Als dringendste Aufgabe für John Cryan sehe ich den Abbau der zahlreichen Rechtsrisiken. Das Thema sollte ganz oben auf der Agenda stehen, weil es derzeit die größte Gefahr für die Bank darstellt. Da Herr Cryan anders als Herr Jain unbelastet von diesen Vorgängen ist, erwarte ich, dass er in dieses Thema auch deutlich mehr Dynamik reinbringen wird.

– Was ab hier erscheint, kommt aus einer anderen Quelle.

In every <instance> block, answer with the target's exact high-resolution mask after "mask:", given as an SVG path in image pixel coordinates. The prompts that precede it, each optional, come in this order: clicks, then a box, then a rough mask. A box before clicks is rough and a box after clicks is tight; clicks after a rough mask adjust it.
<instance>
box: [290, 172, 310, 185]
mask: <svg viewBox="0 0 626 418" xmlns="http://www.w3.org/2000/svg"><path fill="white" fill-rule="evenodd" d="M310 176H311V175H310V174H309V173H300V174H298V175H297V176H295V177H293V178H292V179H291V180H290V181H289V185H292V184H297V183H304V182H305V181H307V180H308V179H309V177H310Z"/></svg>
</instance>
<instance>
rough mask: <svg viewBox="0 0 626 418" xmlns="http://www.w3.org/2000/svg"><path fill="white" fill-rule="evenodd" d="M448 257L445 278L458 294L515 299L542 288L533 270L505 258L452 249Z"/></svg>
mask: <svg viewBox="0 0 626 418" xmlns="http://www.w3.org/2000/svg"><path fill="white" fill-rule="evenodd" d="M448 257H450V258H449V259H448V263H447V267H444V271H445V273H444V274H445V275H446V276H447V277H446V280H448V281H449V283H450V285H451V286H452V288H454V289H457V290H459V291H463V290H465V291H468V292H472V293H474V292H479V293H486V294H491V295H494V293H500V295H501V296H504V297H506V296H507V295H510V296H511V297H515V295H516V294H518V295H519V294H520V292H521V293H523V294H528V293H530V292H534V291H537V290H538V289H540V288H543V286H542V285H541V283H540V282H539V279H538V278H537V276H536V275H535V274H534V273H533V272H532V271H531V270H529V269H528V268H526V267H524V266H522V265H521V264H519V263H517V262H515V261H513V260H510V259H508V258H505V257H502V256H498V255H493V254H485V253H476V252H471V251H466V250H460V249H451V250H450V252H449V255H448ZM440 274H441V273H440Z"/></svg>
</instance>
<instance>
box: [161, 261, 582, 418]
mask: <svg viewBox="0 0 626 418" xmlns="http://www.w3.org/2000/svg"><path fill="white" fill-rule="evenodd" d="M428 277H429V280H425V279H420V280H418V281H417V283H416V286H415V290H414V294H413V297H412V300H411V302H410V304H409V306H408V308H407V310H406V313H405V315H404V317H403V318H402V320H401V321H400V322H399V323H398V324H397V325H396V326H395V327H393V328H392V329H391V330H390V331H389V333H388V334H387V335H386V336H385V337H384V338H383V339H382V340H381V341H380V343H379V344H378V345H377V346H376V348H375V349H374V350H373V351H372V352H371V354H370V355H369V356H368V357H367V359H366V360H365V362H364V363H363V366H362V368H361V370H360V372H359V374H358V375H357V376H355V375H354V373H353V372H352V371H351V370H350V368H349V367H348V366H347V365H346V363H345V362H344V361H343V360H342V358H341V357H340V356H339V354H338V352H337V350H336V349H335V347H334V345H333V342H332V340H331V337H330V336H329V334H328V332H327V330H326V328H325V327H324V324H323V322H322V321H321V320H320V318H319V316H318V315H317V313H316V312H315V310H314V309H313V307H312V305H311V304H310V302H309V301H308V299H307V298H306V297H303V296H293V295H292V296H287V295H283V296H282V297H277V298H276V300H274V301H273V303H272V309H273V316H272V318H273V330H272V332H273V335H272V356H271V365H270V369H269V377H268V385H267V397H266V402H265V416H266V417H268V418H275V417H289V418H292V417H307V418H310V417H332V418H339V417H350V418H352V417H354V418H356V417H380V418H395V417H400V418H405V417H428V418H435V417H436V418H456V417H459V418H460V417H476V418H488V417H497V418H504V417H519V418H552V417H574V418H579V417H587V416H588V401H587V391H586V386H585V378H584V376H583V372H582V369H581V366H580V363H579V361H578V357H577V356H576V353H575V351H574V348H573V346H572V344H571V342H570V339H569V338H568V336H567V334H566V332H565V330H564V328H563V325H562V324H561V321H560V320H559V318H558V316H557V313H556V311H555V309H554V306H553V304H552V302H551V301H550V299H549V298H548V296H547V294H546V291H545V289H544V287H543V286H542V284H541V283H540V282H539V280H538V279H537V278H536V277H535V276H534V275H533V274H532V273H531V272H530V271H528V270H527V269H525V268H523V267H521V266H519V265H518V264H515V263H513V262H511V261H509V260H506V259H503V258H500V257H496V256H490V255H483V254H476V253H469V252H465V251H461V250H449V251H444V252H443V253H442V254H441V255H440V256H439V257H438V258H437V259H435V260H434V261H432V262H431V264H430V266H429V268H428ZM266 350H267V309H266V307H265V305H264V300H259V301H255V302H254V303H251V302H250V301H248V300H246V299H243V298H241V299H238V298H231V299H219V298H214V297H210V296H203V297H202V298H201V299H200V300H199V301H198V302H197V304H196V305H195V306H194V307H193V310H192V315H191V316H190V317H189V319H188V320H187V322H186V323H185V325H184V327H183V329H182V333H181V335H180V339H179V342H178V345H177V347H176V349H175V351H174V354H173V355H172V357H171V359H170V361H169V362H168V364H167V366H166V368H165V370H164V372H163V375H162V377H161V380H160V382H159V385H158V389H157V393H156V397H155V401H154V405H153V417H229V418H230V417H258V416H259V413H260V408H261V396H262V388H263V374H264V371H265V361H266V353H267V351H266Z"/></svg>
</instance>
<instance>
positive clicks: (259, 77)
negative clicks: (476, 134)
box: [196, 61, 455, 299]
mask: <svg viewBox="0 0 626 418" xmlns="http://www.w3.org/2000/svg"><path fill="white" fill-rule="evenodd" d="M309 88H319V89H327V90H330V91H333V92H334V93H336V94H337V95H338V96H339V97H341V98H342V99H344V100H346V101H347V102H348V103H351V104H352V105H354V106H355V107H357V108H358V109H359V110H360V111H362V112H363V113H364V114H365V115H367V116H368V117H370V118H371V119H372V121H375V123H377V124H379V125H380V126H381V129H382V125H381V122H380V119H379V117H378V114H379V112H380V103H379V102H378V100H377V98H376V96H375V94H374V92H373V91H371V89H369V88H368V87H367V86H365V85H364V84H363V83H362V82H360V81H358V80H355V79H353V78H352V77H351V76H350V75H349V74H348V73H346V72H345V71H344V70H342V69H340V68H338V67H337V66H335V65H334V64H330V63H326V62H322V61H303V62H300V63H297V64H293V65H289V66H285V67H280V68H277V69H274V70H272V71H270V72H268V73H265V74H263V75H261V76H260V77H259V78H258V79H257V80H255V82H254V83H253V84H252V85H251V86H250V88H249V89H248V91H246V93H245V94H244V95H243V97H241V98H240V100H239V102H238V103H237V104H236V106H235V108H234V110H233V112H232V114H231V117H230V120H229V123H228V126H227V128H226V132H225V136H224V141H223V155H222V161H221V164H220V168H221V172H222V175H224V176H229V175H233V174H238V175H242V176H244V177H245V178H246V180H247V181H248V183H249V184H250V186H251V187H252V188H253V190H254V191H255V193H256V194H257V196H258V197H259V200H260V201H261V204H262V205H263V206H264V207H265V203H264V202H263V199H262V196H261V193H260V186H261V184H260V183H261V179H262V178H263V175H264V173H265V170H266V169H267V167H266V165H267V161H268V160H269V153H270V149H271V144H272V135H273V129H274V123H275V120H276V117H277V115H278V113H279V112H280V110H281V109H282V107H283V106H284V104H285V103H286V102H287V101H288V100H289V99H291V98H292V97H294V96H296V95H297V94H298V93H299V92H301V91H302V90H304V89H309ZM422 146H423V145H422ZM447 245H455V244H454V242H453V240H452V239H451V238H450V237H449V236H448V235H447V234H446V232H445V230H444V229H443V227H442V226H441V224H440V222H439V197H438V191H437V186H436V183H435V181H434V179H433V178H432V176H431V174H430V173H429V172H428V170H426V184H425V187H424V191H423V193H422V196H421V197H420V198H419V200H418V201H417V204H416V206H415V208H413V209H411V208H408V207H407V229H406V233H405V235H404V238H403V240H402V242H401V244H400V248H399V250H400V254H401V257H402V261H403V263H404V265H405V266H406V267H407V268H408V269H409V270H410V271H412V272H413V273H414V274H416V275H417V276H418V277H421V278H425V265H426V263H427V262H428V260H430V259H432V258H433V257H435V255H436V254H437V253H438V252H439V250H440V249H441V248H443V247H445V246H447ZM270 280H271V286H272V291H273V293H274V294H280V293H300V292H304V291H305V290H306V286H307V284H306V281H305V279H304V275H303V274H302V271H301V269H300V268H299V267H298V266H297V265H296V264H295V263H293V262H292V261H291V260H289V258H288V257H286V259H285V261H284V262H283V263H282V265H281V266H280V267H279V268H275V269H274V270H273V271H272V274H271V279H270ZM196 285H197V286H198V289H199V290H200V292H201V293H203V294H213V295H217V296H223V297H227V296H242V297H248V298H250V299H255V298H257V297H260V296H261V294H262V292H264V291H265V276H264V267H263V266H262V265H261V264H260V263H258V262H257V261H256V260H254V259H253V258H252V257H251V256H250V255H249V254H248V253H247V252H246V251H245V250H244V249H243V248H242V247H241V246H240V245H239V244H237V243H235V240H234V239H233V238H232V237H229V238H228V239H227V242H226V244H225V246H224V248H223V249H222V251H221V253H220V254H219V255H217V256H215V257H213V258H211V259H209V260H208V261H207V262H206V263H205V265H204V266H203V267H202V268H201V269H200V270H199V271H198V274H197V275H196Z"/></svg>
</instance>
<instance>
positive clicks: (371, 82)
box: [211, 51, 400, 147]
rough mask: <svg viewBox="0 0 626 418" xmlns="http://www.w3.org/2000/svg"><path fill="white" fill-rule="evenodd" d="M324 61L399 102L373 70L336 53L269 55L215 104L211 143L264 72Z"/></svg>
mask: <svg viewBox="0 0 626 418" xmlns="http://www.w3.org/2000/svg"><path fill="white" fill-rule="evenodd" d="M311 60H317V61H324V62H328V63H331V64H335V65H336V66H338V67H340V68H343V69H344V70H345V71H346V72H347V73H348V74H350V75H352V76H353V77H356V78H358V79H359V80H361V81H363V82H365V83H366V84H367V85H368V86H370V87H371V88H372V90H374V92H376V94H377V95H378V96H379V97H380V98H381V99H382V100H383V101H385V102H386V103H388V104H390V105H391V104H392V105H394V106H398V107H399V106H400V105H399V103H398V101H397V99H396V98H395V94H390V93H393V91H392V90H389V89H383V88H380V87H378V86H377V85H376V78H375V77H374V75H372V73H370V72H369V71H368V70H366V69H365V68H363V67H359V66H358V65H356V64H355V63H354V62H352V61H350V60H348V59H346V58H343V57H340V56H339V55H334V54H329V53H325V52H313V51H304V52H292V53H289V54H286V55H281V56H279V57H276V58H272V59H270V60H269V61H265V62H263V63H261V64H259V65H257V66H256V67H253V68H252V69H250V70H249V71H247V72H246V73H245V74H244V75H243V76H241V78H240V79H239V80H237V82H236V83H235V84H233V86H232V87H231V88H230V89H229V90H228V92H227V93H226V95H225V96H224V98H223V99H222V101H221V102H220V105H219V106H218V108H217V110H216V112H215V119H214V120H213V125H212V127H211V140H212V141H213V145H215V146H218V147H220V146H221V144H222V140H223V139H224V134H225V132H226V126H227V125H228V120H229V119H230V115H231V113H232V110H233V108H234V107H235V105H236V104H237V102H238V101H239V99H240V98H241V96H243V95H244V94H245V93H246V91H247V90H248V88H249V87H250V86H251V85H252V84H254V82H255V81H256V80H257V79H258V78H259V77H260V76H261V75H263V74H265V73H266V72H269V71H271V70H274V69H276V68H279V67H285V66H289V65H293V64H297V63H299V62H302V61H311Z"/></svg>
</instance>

Das könnte allerdings kurzfristig auch zu höheren Rechtsbelastungen führen. Hinzu kommt die immer schärfere Regulierung, die ebenfalls an der Kapitaldecke zehrt. Zwar ist die Bank aus heutiger Sicht noch ausreichend kapitalisiert, und ich rechne nicht mit einer Kapitalerhöhung. Ich halte es aber durchaus für möglich, dass der neue Vorstandschef relativ schnell Kapitalmaßnahmen ansetzen könnte. Die hängt er dann wie üblich seinen Vorgängern an, um zu zeigen, dass er mit eisernen Besen kehrt, um anschließend Erfolge zu vermelden. In einem solchen Szenario wäre ein Umfang von nicht unter fünf Milliarden Euro zusätzlicher Kapitalaufnahme durchaus realistisch.

Aufgrund der Rechtsrisiken, der Restrukturierung und der Regulierung hat die Bank in den nächsten Jahren wenig Ertragsperspektiven. Mit positiven Nachrichten ist kaum zu rechnen, insbesondere das Thema Rechtsrisiken lässt sich nicht über Nacht aus der Welt schaffen. Hier könnten eher noch weitere Hiobsbotschaften folgen.

Empfehlung: Halten; Kursziel: 30 Euro"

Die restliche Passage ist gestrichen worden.